Mengapa Kita Perlu Partai Lokal di Bumi Lambung Mangkurat?

0

Oleh : Pathurrahman Kurnain

DALAM sejarah perjalanan Indonesia, belum ada sengkarut paling serius yang menguras energi sosial, ekonomi, politik dan kultural selain persoalan format pengaturan politik yang menyangkut hubungan kekuasaan antara pusat daerah (Lay, 2001).

SEBAGAI sebuah negara yang heterogen, Indonesia memiliki karakteristik khas yang menjadikan kajian pola hubungan pusat dan daerah selalu berusaha menemukan format yang lebih ideal (Kurniadi, 2010). Di samping itu, konsensus untuk menjadikan Indonesia berbentuk negara kesatuan telah berimplikasi terhadap tarik ulur hubungan pemerintah pusat dan daerah yang penuh dengan pertimbangan politik dan ekonomi, hingga konflik vertikal yang melatarinya.

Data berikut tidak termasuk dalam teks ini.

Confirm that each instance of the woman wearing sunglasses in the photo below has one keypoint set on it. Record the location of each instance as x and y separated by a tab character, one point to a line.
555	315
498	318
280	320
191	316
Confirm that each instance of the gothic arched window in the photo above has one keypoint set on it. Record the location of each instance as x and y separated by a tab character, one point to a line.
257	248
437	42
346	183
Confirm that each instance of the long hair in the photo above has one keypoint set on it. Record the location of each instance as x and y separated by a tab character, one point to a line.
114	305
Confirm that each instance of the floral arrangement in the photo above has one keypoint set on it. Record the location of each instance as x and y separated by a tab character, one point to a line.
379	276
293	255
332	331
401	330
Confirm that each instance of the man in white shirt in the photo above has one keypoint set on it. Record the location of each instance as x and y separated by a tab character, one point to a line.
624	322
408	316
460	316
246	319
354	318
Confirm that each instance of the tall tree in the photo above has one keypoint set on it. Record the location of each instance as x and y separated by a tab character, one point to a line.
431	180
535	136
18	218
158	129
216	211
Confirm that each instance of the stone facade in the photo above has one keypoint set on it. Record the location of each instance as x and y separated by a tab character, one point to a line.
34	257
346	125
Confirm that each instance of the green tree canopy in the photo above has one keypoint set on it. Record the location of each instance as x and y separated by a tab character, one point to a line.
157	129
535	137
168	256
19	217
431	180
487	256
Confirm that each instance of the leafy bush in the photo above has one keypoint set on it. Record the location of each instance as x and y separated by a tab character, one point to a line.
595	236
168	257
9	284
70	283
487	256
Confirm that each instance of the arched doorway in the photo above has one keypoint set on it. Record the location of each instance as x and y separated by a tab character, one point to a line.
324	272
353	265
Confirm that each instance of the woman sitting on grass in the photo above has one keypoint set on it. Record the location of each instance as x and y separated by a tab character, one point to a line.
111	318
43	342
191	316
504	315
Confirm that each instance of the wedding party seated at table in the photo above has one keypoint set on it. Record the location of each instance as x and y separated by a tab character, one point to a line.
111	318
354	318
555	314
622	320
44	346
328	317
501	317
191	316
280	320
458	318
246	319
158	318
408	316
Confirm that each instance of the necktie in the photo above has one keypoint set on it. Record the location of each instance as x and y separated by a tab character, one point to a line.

Indonesia pernah dihadapkan pada tuntutan yang sangat keras dari sejumlah daerah di masa lalu guna menggugat format hubungan pusat-daerah yang dianggap tidak mampu memenuhi kepentingan daerah untuk mendapatkan otonomi yang luas.

Namun menariknya, sejumlah penelitian mengungkapkan bahwa pergerakan yang terkesan mengarah pada gerakan “separatis” ternyata justru masih memiliki hasrat yang kuat untuk menjadi bagian dari format negara kesatuan.

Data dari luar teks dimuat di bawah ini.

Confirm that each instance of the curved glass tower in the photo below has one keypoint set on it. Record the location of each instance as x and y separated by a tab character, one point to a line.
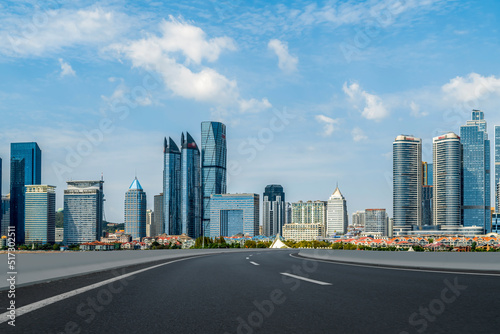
191	188
213	166
171	187
135	211
407	182
447	152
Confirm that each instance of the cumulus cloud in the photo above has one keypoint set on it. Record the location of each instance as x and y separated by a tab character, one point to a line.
373	109
286	61
358	135
471	88
173	55
66	68
57	29
328	124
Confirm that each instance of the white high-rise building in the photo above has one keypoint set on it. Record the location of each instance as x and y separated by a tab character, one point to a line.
337	219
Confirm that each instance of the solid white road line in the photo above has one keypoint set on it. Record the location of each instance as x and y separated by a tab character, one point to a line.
46	302
389	268
306	279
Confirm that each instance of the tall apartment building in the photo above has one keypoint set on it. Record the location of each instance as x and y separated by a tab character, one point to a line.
40	214
83	211
273	210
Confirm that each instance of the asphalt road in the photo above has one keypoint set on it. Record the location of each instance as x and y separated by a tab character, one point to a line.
249	293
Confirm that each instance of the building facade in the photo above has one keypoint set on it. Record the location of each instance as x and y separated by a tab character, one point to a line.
233	214
213	167
447	153
135	211
309	212
376	222
191	205
25	169
476	175
407	182
273	210
171	187
40	214
83	211
337	220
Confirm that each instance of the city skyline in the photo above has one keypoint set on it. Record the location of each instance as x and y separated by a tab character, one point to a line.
344	114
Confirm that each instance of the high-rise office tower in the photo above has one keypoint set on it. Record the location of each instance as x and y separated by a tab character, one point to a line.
191	188
25	169
135	211
171	188
407	182
83	211
447	152
273	206
337	220
476	172
377	222
497	168
213	166
158	225
40	214
234	214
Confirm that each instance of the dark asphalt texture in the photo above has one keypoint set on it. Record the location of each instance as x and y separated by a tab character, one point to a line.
227	294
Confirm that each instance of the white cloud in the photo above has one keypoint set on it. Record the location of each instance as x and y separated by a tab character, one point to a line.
286	61
415	110
373	109
328	124
358	135
471	88
205	84
66	68
58	29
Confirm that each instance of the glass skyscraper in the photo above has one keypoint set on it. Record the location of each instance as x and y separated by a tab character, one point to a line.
447	152
83	211
407	182
25	169
40	214
233	214
476	182
497	168
171	187
273	207
135	211
191	187
213	166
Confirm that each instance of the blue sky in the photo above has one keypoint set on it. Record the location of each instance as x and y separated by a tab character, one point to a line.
313	93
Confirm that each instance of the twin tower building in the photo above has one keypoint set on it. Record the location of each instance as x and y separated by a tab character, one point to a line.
190	177
453	194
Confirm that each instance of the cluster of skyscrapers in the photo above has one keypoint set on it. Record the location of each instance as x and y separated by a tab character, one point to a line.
451	195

BACA : Di Balik Pilkada: Aktor Politik dan Perebutan Hegemoni Sumber Daya Lokal

Penelitian Sjamsuddin (1999) mengenai polemik politik yang terjadi di Aceh menyimpulkan bahwa apa yang terjadi disana ternyata merupakan pemberontakan kaum republiken, yang bertujuan tidak untuk memisahkan diri dari NKRI.

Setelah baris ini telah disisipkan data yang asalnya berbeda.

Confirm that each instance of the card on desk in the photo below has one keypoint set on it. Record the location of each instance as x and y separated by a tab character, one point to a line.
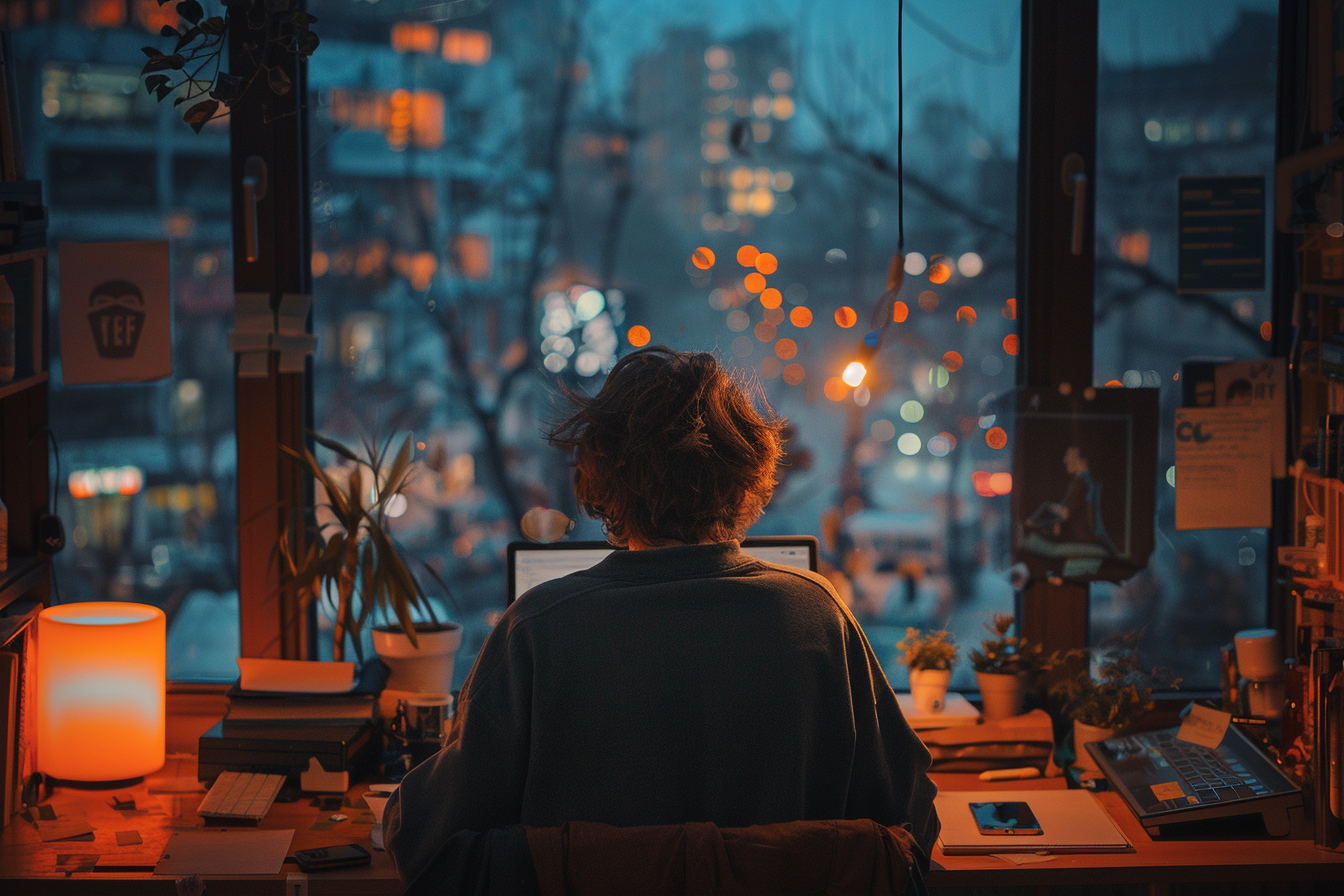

Kemudian, Gerakan PRRI/Permesta yang melanda sejumlah daerah kunci Indonesia, dianggap sebagai “pemberontakan setengah hati” yang dimaksudkan untuk mengekspresikan ketidakpuasan daerah atau ketimpangan kebijakan ekonomi dan politik oleh pemerintah pusat (Amal, 1992; Harvey, 1989). Maka dari itu, sebenarnya tuntutan daerah yang diwujudkan dalam bentuk Gerakan separatis merupakan wujud koreksi untuk menekan pemerintah pusat melakukan perubahan fundamental terkait format hubungan pusat-daerah.

Kita sudah banyak mengambil pelajaran dari Orde Baru, bagaimana rezim melakukan pengaturan pemerintahan secara “hiper-sentralisasi” secara terstruktur melalui degenerasi institusi-institusi politik lokal, sehingga posisi daerah-daerah hanyalah menjadi tentakel kekuasaan Jakarta (Lay, 2001).  UU Nomor 5 Tahun 1974 dan UU Nomor 5 Tahun 1979 adalah bukti nyata bagaimana elite pusat memainkan instrumen politik yang absah untuk mengeksploitasi partai politik dan birokrasi (Lay, 2001).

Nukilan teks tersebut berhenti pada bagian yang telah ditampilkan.